O novo diploma legal estabelece uma taxa reduzida de IVA de 6% para empreitadas de construção e reabilitação destinadas a habitação própria e permanente ou arrendamento com rendas moderadas. Esta medida exige que a utilização do imóvel ocorra até 24 meses após o início da exploração e obriga à manutenção do arrendamento por um período mínimo.
Para particulares, prevê-se a restituição parcial do IVA na construção de habitação própria, desde que o valor total não exceda os 660.982 euros. No âmbito do IRS, as deduções com encargos imobiliários sobem para 900 euros em 2026, atingindo os mil euros em 2027. O regime de Contratos de Investimento para Arrendamento, com duração de 25 anos, oferece isenções de IMT e Imposto do Selo, além de reduções no IMI e AIMI, condicionados à afetação de 70% da área a rendas moderadas.

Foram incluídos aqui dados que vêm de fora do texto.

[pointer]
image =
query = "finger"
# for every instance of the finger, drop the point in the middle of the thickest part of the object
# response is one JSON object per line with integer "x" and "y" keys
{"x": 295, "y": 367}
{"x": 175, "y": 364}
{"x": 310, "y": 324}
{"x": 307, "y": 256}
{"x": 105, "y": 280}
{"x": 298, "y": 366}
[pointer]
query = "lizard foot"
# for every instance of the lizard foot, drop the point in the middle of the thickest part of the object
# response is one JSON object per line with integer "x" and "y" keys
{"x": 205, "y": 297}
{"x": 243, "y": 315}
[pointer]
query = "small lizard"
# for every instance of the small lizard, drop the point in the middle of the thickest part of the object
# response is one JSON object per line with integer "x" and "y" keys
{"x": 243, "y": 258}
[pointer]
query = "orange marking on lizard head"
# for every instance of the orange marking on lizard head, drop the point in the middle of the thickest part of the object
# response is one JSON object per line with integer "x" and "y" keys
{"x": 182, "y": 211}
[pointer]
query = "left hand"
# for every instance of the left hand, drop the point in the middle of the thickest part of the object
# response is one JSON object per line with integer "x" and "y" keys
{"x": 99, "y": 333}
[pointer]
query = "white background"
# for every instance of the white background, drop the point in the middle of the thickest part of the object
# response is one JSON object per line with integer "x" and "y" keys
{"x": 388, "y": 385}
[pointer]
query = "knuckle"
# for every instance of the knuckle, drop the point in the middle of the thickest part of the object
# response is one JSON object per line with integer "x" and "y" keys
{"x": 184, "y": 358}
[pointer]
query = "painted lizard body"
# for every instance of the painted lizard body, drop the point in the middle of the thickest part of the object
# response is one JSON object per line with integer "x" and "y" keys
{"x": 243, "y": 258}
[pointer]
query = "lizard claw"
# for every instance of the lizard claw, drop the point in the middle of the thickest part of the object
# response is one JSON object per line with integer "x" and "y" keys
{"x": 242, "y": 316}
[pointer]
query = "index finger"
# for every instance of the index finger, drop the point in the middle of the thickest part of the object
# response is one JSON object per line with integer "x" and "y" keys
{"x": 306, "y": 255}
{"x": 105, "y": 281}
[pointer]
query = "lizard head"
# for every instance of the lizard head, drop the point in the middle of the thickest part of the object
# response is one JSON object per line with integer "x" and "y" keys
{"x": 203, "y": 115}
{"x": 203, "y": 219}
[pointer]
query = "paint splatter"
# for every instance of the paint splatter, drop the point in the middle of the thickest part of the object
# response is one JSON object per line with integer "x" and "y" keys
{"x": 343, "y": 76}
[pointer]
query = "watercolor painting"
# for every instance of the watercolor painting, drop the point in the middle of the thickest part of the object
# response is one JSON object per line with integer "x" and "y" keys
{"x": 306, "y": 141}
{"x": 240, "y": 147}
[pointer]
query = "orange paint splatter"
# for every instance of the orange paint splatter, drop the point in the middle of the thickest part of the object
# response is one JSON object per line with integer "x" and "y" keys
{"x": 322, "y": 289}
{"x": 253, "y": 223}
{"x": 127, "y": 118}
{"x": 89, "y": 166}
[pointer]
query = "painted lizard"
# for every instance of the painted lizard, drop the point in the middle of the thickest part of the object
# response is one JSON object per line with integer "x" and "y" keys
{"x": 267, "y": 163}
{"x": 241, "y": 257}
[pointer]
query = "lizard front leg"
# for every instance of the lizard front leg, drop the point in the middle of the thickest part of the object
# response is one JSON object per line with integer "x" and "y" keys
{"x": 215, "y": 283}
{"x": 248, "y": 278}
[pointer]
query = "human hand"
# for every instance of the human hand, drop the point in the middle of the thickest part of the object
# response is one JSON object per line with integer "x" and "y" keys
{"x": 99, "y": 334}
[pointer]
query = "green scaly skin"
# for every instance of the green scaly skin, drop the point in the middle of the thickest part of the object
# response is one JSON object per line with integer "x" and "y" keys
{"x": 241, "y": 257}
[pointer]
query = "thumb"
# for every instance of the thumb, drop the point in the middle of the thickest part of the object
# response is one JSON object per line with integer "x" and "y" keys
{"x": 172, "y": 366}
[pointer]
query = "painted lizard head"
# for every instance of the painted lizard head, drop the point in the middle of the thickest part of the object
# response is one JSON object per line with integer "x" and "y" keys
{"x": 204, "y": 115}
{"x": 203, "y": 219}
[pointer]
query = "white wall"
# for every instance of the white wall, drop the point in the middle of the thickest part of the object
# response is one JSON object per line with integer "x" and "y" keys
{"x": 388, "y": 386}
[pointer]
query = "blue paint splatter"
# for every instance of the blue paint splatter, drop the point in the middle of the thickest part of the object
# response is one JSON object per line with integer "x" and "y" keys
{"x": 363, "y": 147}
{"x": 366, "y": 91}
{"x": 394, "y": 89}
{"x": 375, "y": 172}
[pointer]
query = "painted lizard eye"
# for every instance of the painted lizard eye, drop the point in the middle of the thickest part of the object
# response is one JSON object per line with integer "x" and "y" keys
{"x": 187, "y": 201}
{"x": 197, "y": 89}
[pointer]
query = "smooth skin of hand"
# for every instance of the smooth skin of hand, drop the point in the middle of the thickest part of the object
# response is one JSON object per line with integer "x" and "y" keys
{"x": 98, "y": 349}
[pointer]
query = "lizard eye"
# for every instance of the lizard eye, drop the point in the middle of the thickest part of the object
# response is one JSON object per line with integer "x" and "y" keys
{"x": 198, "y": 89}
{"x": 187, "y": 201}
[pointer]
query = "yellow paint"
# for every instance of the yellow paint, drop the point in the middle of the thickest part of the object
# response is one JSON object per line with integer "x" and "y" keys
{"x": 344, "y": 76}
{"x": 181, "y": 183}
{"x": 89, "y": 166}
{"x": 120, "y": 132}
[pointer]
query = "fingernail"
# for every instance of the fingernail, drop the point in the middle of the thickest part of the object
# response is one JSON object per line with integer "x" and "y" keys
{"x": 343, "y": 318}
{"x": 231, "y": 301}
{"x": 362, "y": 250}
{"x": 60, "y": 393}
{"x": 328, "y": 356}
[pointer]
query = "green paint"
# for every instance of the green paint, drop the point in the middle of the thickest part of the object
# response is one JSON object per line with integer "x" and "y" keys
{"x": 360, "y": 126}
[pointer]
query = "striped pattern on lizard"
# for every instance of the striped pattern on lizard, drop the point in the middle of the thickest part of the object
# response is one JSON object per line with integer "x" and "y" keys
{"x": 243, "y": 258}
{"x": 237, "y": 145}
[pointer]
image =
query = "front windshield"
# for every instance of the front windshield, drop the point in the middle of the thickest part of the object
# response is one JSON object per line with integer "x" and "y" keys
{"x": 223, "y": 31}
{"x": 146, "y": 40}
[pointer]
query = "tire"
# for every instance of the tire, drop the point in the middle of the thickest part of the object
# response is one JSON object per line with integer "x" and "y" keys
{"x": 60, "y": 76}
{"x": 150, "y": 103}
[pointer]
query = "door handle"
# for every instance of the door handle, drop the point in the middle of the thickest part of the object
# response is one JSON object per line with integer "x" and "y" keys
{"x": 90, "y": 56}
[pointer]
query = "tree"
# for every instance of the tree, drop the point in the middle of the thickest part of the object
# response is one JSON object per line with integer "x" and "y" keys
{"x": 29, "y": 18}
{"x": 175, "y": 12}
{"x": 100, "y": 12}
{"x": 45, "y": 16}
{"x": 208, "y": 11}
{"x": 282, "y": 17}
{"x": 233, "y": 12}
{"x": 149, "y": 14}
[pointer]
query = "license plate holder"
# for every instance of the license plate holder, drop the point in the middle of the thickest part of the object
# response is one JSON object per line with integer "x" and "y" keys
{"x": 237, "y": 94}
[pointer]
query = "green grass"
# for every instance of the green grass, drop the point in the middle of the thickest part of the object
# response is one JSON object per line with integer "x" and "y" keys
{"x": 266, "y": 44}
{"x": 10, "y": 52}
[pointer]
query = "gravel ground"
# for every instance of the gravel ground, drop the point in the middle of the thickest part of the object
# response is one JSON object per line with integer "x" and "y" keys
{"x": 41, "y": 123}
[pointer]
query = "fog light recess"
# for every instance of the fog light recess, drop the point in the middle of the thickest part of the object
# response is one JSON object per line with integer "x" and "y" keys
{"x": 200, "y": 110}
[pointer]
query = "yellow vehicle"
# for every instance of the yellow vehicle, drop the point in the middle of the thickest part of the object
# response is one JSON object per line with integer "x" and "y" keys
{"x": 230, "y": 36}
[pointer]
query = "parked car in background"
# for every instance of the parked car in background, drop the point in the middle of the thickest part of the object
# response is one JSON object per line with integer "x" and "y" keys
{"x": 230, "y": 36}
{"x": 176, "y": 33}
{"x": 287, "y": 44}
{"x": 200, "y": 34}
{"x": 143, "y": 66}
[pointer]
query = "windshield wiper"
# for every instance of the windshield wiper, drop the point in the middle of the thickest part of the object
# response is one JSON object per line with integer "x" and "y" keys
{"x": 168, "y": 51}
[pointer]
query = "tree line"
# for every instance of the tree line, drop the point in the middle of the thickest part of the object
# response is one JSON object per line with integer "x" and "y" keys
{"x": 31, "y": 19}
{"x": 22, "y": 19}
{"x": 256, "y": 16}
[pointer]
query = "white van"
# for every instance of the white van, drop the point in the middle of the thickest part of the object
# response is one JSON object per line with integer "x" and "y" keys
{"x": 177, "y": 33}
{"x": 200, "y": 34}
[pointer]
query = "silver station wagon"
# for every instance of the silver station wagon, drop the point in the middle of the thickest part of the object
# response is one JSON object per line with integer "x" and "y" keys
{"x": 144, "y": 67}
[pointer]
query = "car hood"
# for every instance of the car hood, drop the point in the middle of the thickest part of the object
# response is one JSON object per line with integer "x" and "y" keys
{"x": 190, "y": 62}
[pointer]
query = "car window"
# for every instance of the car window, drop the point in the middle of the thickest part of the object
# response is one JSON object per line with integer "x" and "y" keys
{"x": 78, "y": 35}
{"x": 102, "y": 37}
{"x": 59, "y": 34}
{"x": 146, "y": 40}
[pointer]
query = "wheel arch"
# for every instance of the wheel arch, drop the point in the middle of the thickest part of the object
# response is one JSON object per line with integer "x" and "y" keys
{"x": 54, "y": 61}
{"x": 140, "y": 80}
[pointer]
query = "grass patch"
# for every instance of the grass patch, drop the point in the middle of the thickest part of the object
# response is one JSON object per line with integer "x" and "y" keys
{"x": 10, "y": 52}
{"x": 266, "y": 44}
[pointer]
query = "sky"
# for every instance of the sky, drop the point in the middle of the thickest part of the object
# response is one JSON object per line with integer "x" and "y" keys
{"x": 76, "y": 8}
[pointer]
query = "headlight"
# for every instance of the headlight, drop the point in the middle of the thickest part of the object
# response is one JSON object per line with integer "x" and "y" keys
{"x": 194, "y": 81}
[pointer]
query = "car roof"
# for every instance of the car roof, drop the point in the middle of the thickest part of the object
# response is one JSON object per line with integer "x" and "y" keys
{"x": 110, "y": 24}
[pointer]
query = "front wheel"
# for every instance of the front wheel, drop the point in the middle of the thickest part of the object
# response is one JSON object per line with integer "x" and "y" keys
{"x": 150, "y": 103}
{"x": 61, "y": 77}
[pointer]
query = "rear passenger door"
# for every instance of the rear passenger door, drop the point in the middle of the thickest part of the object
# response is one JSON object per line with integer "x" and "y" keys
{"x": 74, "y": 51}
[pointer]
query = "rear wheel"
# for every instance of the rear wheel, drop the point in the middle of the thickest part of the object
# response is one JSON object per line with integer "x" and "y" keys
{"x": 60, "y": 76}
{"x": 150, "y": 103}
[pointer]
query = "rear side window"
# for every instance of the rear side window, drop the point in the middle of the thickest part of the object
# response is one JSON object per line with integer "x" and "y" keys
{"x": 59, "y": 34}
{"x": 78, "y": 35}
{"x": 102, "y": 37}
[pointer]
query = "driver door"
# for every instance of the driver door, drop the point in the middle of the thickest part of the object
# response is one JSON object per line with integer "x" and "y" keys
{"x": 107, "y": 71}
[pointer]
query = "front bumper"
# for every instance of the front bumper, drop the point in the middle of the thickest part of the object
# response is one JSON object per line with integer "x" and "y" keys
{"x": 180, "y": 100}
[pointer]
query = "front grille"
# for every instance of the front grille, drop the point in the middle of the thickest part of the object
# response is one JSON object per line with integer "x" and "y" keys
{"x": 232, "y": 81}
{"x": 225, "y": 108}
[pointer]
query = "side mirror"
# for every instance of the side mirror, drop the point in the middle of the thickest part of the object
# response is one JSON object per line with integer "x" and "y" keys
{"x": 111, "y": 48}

O Estatuto dos Benefícios Fiscais passa a incluir uma tributação autónoma de 10% sobre rendimentos prediais em rendas moderadas até 2029. Para a aquisição da primeira habitação de custos controlados, estipula-se a isenção de IMT e Imposto do Selo até ao montante de 330.539 euros.
Adicionalmente, o diploma introduz uma taxa agravada de 7,5% de IMT para não residentes, exceto se os imóveis forem afetos ao arrendamento acessível ou se o adquirente fixar residência fiscal em Portugal. A maioria destas disposições entra em vigor no terceiro trimestre de 2026, com vigência prevista até 2032.